An early concept for NASA's submarine, which would explore the liquid methane-ethane oceans of Titan
In some ways, Saturn's moon Titan is very Earth-like, with its flowing rivers, lakes and oceans. But there's a key difference: instead of plain old water, those seas are composed of liquid methane and ethane. Now, scientists at NASA and Washington State University have recreated that alien ocean in the lab to test out designs for submarines that may one day dive into those Titanic depths.

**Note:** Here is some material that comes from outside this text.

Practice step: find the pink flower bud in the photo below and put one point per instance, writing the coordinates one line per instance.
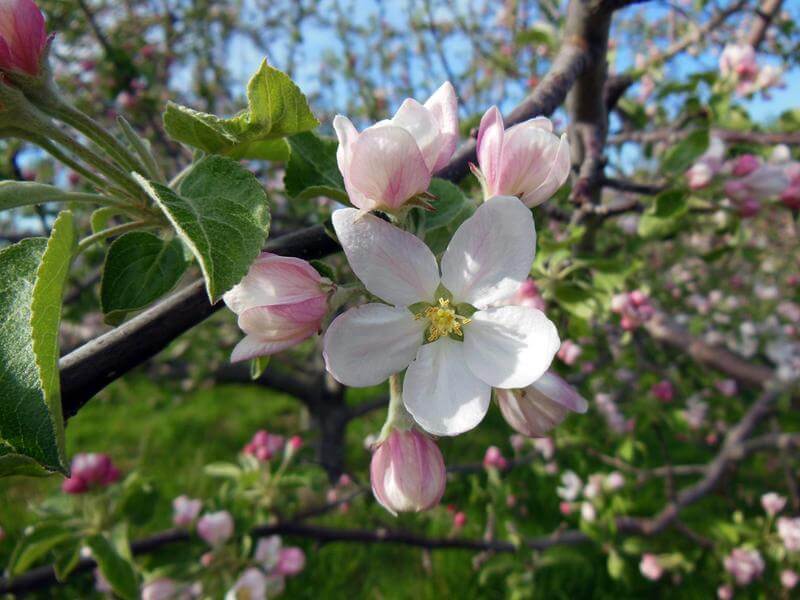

As the only place besides Earth that's confirmed to have liquid at its surface, Titan is one of the most fascinating worlds in the Solar System. Networks of canyons flooded with liquid hydrocarbons crisscross the moon, feeding into fizzy seas that may reach depths of between 160 m (525 ft) and 300 m (985 ft). Its bizarre, active hydrological cycle means that it could even be home to non-water-based life, so naturally it's a place of interest for scientists.
Most of what we know about Titan comes from Cassini, which was until recently in orbit around Saturn. But there's only so much we can learn from above, so NASA is currently investigating what it will take to get some eyes in the ocean.
It's relatively simple to simulate the rocky Martian surface to test rovers, but nothing remotely similar to Titan's oceans occurs naturally here on Earth. These "waters" are a complex mix of methane and ethane, and can get as cold as -300° F (-184° C). So NASA scientists turned to Washington State University's cryogenic lab to help design and build a special test chamber.
This system housed a tank full of an extremely cold mix of methane and ethane pressurized to 60 lb per sq in, simulating the otherworldly ocean. To see what was happening inside that unwelcoming environment, the researchers used a video camera and a borescope, and managed to observe ethane-methane rain and snow.
To test how a submarine might fare under those conditions, the team placed a small cylindrical cartridge heater in the tank. The electronics on any future sub would produce heat, which would in turn create nitrogen bubbles around the device. The researchers wanted to learn more about these bubbles, since too many of them could cloud the view of the sub or knock it off balance.
Among their results, the researchers found that nitrogen in the mix helps lower the liquid's freezing point, down to -324° F (-198° C), meaning sub-surface explorers won't need to keep an eye out for icebergs. Altogether, the study helped scientists better understand the mechanisms of Titan's seas, which will inform the design of the eventual Titan sub.
The research was published in the journal Fluid Phase Equilibria.